All databases use SQLite’s Write-Ahead Logging (WAL) mode. WAL allows concurrent reads while the crawler writes new entries, so the UI stays responsive during indexing. This is critical — without WAL, browsing would block during recrawl cycles.

Full-text search (FTS5)

Each database includes an FTS5 virtual table that indexes object keys. This is what powers the / search feature in the UI:

What’s indexed	Example match
Object key segments	`invoices/2024/march/report.pdf` matches `march report`
File extensions	`.parquet` matches all Parquet files
Prefix paths	`backups/daily/` matches all daily backups

Results return in milliseconds, even across buckets with 100K+ objects.

Crawl lifecycle

Sairo’s background crawler keeps the local index in sync with your S3 storage.

Startup crawl

When the container starts, Sairo immediately begins a full crawl of every accessible bucket.

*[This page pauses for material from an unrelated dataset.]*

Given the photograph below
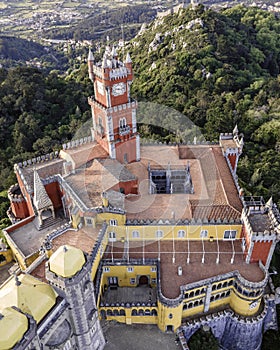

It uses ListObjectsV2 to enumerate all objects and inserts their metadata into the corresponding SQLite databases.
Parallel indexing

The crawler processes 16 concurrent prefix threads per bucket. For buckets with deep prefix hierarchies, this dramatically reduces indexing time compared to a single-threaded approach. See Architecture for the full crawl model.
Metadata stored

For each object, the index stores:
- Object key (full path)
- Size in bytes
- Last modified timestamp
- ETag
Auto-recrawl loop

After the initial crawl completes, Sairo waits RECRAWL_INTERVAL seconds (default: 120) and then refreshes the index. This loop repeats indefinitely, keeping the index fresh.
Adaptive delta crawling for large buckets

A small bucket is cheap to re-crawl in full, so it is. But re-walking a multi-million-object bucket every two minutes would be slow and expensive. So once a bucket’s full crawl takes longer than LARGE_BUCKET_SECONDS (default: 60), Sairo switches it to incremental delta crawls: each cycle re-lists only the newest/“hot” prefixes (e.g. today’s partition in a year=/month=/day= layout) to pick up new objects in seconds, and runs a full reconcile every FULL_CRAWL_INTERVAL (default: 3600s) to catch deletions and cold changes. This keeps huge buckets current without re-listing the whole bucket each cycle.

Authentication model

Sairo uses a simple but secure authentication system based on JSON Web Tokens.

How it works

Login — User submits credentials (local, LDAP, or OAuth). The server validates them and issues a signed JWT.
Cookie storage — The JWT is stored in an httpOnly, Secure cookie. httpOnly prevents XSS token theft. The Secure flag ensures transmission only over HTTPS.
Request auth — Every subsequent API request includes the cookie automatically. The server verifies the JWT signature and checks expiration.
Session expiry — Tokens expire after SESSION_HOURS hours (default: 24). The user must re-authenticate.

Roles & permissions

Sairo supports two roles with granular bucket-level permissions:

Admin
Viewer

Full access to all buckets
User management (create, edit, delete accounts)
System settings and configuration
Audit log access
Can grant/revoke bucket permissions for viewers

Authentication providers

Sairo supports multiple authentication backends. They can be used independently or combined:

Provider	Use case	Config
Local	Default admin account, standalone users	`ADMIN_USER`, `ADMIN_PASS`
LDAP	Corporate directory integration	`LDAP_*` env vars
Google OAuth	Google Workspace SSO	`OAUTH_GOOGLE_*` env vars
GitHub OAuth	GitHub organization SSO	`OAUTH_GITHUB_*` env vars
API Tokens	CI/CD pipelines, automation	Generated in the UI

See Authentication and OAuth & LDAP for setup guides.